About This Book:
Did you hear...? NATALIE WAGNER, random freshman: Avery Dennis--the Avery Dennis--got dumped right before prom. COCO KIM, best friend: Avery has never been dumped! Well, okay, except for this one time. BIZZY STANHOPE, officially the worst: The head of the prom committee doesn't have a date to the prom. It is beyond pathetic. JAMES "HUTCH" HUTCHERSON, lab partner: Did Avery really swear off dating until she discovers why her relationships never work out? I'll believe that when I see it. ROBBY MONROE, ex-boyfriend: Did you get interviewed by Avery Dennis for her project? TRIPP GOMEX-PARKER, ex-boyfriend: Avery Dennis is straight-up interviewing everyone. AVERY DENNIS: recently dumped/topic of much gossip: Okay. Everyone is talking about it, so let's talk about it... From rising star Stephanie Kate Strohm, this is a laugh-out-loud look at one girl's epic dating history, as told by her friends, family, and foes.
*Review Contributed By Beth Rodgers Staff Reviewer*
'It's Not Me, It's You' by Stephanie Kate Strohm provides a unique and somewhat irregular look into the dynamics of breakups. Main character Avery decides to do one of her final senior projects from a historical viewpoint, but not in a way that has ever been done before, at least not in Ms. Segerson's classroom. She figures that, after getting dumped within a week before prom, that the best way to figure out why she can't sustain a relationship is to interview each and every one of her past boyfriends. From a boy who is way too close to his mother to a real cowboy to a TV star, a tennis player, and a whole slew of others, one might wonder when Avery has time to do anything other than be in a relationship. Yet she maintains good grades, hangs out with her best friend, Coco, and works rigorously on science reports with her lab partner, Hutch.
Even though it was interesting to read about all of the different types of people with whom Avery spent time, it became a bit too much after a while. Not that it's not believable for a senior in high school to have gone through one to two, or sometimes more, relationships in a given school year, but if several of her boyfriends had been cut from the book, it still would have read well and not taken away from the point that was trying to be made. Avery likes being with someone. It doesn't affect who she is, but she still needed to try to form a hypothesis as to why she couldn't keep a boyfriend. Often she broke up with them, or it just fizzled out, but there was always some underlying issue that made Avery realize each person just was not right for her.

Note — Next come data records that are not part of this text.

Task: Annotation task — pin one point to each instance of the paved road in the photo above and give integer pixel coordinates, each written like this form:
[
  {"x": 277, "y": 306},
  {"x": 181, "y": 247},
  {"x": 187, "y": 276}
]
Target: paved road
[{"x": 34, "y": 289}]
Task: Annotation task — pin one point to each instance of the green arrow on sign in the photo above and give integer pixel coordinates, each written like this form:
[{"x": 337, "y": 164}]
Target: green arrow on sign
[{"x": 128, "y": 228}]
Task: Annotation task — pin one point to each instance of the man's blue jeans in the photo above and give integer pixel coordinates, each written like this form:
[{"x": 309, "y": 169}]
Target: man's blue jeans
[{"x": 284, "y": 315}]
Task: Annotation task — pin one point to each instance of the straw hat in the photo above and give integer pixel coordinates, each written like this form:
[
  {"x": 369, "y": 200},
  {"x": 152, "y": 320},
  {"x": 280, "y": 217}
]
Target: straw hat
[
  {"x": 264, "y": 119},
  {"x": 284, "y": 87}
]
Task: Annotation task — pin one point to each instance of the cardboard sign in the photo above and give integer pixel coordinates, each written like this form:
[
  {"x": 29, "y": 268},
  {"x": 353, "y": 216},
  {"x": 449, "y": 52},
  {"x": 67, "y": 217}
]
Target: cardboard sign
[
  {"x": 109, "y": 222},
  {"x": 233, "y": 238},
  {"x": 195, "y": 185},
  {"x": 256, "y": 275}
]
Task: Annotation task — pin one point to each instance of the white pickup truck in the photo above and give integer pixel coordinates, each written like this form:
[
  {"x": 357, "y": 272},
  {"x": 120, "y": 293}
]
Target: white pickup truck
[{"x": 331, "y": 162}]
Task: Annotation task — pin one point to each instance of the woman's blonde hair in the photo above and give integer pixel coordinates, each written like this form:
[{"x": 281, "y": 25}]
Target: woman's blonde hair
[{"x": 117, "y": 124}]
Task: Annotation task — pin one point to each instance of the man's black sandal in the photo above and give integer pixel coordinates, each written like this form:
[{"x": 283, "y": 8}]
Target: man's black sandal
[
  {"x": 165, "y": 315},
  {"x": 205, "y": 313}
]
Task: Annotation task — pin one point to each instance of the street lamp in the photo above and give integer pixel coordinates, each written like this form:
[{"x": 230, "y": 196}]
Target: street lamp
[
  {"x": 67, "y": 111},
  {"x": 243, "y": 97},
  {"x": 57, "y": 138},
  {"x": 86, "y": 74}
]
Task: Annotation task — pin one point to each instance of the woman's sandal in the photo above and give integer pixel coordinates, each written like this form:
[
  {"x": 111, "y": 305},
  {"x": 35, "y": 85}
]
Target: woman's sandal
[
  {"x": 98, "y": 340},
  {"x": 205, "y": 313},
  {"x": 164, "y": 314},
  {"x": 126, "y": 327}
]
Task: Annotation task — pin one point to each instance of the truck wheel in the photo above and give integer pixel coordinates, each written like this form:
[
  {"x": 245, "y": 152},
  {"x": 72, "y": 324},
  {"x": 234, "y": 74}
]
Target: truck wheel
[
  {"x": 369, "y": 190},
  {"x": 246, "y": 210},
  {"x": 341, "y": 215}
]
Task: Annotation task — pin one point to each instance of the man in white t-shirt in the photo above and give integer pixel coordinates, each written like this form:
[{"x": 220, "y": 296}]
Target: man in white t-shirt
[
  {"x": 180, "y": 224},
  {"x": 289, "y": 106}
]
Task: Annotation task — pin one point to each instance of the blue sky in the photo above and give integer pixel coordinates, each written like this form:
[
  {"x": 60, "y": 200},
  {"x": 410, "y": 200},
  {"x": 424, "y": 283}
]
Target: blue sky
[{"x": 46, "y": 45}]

There was some predictability to how the novel ended, but even though it was expected, it was also appreciated. Avery's strongest relationships were often the ones she didn't think too hard about, and this shows how sometimes what you take for granted is often some of the best of what someone has, and he or she just needs to learn to realize that and take note of it more often. By doing so, people like Avery can no longer wonder about the past because they will be more steadfast about their present and future.